Limitations of the current study include: a small sample size (dictated by the number of lung Tx in the Czech Republic, which is around 20 per year) and the availability of sociodemographic characteristic (e.g. socioeconomic status, marital status, stress/ anxiety, depression, etc.), as well as more detailed information about patients’ smoking histories (e.g. quit attempts, the duration of abstinence, the age of initiation, smoking frequency, the degree of nicotine dependence, etc.). Without proper screen protocols in place, the medical staff cannot proactively identify patients who may have relapsed, or refer them to appropriate cessation supports. Another limitation is that only 80% of all patients were tested one year post-TX in the observed period. Despite results of a pilot study that showed the importance of an ongoing screening, testing may not have been perceived as a priority by staff, and, in some cases, samples were never collected. In some cases, patients did not show up for follow-up visits, or there were issues relating to handling and processing samples.

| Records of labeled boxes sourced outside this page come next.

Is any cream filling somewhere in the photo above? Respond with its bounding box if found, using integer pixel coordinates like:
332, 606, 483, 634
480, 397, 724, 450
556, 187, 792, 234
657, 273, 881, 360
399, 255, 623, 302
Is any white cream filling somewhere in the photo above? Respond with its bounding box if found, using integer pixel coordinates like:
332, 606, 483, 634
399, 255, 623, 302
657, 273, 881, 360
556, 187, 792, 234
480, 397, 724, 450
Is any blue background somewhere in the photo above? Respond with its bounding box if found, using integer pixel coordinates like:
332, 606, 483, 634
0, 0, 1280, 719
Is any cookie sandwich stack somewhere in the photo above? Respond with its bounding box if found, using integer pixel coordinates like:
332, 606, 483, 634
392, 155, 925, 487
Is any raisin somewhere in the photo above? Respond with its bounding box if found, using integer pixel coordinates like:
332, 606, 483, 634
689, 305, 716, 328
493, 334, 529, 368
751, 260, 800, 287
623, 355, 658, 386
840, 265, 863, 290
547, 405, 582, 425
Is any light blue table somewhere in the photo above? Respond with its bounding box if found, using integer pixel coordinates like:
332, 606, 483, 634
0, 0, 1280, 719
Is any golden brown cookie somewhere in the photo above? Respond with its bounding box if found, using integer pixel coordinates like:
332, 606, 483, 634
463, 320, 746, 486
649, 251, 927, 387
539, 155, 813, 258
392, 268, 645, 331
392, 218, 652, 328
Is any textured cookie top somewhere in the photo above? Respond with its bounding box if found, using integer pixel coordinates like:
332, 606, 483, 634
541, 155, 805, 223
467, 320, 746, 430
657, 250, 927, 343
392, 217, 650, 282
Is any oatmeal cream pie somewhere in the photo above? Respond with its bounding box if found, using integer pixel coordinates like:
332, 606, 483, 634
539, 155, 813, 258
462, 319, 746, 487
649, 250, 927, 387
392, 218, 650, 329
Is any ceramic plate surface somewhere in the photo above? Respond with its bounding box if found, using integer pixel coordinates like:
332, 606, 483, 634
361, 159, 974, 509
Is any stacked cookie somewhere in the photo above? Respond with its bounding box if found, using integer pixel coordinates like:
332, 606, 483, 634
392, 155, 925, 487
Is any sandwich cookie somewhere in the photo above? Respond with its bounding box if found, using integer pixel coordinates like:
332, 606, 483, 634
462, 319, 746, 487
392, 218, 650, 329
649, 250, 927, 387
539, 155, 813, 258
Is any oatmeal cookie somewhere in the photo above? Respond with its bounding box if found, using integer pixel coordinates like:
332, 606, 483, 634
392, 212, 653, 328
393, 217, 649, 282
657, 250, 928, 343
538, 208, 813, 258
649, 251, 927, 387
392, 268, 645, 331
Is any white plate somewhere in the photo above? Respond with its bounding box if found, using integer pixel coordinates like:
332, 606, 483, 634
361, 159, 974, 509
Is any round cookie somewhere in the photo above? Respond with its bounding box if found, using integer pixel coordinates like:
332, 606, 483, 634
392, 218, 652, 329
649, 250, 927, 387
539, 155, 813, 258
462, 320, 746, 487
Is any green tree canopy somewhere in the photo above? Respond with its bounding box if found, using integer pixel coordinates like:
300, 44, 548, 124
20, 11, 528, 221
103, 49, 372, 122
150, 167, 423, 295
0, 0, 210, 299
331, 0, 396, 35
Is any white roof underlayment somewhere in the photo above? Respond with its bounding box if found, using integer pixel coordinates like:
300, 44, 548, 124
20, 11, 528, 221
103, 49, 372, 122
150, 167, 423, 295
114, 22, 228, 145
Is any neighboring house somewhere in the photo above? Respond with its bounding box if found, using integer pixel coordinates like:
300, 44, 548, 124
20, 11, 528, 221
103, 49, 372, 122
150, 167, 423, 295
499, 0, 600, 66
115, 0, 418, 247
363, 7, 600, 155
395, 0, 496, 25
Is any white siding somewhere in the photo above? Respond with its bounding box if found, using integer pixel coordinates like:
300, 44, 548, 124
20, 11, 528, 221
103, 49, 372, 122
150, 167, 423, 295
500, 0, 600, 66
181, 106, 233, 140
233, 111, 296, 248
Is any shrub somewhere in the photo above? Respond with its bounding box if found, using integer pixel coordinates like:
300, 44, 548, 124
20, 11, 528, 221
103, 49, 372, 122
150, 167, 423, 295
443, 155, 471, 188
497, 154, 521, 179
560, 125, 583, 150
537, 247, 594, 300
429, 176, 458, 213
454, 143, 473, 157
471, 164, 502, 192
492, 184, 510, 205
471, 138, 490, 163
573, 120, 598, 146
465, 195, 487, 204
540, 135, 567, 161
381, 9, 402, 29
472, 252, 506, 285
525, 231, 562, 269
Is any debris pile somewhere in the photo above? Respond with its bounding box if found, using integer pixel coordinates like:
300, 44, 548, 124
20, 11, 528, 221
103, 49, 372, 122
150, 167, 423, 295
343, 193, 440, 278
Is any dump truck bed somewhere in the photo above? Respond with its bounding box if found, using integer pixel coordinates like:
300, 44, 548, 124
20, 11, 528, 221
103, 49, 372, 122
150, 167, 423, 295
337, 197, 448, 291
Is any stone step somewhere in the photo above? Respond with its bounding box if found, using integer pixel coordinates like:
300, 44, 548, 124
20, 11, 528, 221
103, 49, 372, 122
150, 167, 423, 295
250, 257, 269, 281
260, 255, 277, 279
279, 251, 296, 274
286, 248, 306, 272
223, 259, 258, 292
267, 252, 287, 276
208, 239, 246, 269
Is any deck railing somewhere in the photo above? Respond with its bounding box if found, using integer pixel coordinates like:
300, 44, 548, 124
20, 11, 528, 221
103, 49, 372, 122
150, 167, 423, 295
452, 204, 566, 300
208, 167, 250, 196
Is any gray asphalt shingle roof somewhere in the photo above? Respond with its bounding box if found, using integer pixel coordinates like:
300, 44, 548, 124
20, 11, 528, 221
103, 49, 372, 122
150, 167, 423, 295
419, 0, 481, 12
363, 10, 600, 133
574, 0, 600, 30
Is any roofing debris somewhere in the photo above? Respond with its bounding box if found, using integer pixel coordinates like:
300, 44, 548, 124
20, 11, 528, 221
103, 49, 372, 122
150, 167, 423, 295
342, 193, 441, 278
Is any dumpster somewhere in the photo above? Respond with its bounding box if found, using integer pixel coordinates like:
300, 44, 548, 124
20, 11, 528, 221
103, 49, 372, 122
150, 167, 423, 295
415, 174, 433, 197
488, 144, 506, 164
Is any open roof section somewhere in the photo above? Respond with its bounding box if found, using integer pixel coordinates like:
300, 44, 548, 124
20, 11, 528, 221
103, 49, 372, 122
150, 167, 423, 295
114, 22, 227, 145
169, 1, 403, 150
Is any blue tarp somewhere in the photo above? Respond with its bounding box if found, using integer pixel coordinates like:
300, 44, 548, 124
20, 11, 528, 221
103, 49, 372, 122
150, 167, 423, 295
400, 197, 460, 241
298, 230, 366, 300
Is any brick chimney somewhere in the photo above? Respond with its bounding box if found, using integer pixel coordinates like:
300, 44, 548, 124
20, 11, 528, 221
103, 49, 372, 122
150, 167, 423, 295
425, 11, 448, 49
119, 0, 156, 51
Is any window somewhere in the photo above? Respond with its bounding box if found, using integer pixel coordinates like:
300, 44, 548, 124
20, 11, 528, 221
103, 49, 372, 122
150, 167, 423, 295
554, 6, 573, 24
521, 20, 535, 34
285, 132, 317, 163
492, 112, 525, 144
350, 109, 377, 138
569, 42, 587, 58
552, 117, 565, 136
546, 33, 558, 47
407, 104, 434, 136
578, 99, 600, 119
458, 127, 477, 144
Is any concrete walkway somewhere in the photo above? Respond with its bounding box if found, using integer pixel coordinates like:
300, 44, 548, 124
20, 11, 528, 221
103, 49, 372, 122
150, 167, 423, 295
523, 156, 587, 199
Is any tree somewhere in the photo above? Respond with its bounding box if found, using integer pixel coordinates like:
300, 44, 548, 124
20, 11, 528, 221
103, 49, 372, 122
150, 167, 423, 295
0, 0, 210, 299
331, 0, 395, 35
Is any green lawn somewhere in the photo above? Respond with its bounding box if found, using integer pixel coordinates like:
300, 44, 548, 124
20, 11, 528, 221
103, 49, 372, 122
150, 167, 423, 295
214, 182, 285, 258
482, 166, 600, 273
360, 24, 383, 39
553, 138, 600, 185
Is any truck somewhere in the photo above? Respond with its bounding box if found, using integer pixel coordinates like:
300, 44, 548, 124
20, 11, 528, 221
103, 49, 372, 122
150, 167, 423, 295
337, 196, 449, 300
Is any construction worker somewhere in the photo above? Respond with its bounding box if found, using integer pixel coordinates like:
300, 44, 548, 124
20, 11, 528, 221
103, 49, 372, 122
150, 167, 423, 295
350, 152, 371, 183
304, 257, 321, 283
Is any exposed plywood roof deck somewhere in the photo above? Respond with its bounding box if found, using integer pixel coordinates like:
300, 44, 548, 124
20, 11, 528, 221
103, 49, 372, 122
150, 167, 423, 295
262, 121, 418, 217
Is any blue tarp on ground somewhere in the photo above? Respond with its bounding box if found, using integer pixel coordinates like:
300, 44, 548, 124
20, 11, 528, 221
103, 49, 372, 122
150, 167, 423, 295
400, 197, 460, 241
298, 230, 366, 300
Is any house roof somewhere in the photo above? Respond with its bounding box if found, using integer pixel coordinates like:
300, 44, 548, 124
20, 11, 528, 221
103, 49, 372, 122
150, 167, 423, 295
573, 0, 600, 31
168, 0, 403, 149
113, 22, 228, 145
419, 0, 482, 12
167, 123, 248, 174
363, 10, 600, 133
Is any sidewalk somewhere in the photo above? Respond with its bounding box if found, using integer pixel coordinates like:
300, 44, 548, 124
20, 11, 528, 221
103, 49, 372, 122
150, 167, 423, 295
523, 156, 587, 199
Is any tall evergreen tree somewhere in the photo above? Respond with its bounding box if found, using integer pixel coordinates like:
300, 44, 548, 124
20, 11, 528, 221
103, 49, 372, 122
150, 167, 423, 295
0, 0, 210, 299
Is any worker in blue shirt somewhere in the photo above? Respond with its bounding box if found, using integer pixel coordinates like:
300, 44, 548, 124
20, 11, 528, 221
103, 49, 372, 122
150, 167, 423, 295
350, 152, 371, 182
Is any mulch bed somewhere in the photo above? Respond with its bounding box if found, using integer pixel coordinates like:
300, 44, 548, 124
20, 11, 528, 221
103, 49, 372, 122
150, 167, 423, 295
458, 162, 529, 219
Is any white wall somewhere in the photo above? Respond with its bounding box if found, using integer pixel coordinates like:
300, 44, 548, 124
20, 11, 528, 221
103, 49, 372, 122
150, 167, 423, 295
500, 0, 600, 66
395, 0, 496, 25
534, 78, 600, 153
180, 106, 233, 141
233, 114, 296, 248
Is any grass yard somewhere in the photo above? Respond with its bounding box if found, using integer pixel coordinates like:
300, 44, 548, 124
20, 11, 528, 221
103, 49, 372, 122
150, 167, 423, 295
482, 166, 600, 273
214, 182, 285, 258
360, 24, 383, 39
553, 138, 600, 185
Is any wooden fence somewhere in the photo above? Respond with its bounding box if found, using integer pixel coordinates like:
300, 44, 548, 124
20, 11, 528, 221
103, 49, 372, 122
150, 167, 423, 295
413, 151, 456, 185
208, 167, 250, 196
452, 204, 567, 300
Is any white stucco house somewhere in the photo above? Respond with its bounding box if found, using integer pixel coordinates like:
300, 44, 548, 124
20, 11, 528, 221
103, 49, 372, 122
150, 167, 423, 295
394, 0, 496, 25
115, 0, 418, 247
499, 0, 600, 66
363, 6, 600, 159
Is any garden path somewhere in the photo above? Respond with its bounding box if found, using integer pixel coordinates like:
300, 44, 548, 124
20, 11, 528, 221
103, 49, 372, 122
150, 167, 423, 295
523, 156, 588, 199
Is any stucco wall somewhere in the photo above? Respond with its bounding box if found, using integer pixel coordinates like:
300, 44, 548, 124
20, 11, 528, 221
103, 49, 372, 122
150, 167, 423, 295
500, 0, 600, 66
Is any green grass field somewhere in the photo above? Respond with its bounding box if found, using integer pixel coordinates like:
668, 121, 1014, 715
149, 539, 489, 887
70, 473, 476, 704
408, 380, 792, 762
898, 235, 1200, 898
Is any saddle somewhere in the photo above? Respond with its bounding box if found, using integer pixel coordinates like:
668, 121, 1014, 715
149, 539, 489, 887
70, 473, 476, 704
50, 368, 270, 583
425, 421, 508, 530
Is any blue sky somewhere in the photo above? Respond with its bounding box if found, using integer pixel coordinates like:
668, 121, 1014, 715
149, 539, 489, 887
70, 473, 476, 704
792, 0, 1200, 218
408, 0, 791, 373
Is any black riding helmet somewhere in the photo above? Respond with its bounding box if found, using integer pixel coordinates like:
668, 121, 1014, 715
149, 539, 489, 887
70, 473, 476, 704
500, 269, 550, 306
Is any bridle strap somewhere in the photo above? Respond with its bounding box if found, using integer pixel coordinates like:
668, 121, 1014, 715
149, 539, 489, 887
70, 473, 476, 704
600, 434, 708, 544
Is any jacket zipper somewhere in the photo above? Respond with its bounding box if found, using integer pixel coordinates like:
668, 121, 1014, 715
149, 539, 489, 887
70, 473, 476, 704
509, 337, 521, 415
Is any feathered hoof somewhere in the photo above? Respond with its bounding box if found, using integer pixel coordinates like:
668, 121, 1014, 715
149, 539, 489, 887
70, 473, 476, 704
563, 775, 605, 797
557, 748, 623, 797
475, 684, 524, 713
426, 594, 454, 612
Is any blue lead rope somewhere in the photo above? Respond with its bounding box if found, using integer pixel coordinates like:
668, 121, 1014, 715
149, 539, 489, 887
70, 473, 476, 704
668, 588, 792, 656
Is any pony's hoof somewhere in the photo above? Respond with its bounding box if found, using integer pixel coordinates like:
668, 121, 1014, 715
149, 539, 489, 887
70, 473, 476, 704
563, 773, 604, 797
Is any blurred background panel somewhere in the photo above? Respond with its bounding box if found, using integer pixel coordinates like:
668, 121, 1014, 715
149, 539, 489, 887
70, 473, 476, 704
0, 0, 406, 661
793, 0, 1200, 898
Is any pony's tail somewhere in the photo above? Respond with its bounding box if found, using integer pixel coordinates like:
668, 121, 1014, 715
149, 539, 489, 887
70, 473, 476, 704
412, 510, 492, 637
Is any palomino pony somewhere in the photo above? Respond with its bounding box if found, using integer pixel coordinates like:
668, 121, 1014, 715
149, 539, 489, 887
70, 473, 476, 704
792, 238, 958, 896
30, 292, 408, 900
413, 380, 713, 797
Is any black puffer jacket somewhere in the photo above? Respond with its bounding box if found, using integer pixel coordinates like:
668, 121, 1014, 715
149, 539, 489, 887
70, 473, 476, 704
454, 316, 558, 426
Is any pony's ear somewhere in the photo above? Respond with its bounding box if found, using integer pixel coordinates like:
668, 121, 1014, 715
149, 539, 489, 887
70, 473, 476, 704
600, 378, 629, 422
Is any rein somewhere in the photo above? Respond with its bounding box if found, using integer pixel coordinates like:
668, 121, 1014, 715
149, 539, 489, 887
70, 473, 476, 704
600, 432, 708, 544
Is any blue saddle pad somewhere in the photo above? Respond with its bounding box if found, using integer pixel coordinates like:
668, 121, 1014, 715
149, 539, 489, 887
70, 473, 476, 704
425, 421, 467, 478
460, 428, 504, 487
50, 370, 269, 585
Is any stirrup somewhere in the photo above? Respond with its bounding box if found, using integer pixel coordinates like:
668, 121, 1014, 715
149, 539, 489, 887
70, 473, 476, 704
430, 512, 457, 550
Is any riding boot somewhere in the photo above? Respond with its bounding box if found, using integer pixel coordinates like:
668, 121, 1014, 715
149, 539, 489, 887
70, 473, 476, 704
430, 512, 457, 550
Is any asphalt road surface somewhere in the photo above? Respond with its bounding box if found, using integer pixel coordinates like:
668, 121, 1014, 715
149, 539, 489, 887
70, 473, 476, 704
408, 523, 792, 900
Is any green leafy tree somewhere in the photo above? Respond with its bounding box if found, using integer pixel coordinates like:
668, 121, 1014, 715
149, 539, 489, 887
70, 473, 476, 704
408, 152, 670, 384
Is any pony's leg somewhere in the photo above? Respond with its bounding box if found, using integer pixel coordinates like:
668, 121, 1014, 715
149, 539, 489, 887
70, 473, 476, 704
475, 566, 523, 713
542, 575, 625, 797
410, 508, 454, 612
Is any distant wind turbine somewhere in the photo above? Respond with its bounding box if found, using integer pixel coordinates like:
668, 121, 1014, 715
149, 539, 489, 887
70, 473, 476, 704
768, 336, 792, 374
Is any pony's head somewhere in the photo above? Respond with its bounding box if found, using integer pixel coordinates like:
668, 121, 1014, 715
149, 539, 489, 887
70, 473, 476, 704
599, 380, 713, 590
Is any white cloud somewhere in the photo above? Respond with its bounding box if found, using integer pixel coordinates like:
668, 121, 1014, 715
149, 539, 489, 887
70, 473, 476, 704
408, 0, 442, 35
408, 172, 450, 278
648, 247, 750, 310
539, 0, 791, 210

All biochemical tests can trigger false results. In the case of urinary cotinine, the use of nicotine replacement therapy or ingestion of nicotine in any form will result in a positive test, even though the patient may have quit smoking. In the case of a false positive result, the patient should be questioned about any tobacco smoke exposure in more detail, and another test should be conducted at a subsequent visit. All patients in the study were asked about the use of nicotine replacement therapy or the use of nicotine in any form; none was reported. Two patients reported using electronic cigarettes. The biological cutoffs used included a range that would account for even higher levels of exposure to environmental tobacco smoke, so there is little likelihood of a false positive result due to passive smoking. A false negative result is also possible in the case where enough time has passed for cotinine to be eliminated from the patient’s system prior to the test, but this result is not likely in heavy smokers.

Despite the fragility of their condition, smoking continues to be an issue for many patients with end stage lung disease. The prevalence of smoking among patients post lung Tx, as well as prior to the inclusion on the Tx-WL, provides evidence that an ongoing screening is necessary to detect smoking resumption. The implementation of routine screening protocols may help centers identify those candidates who are likely to have the best outcomes post transplantation.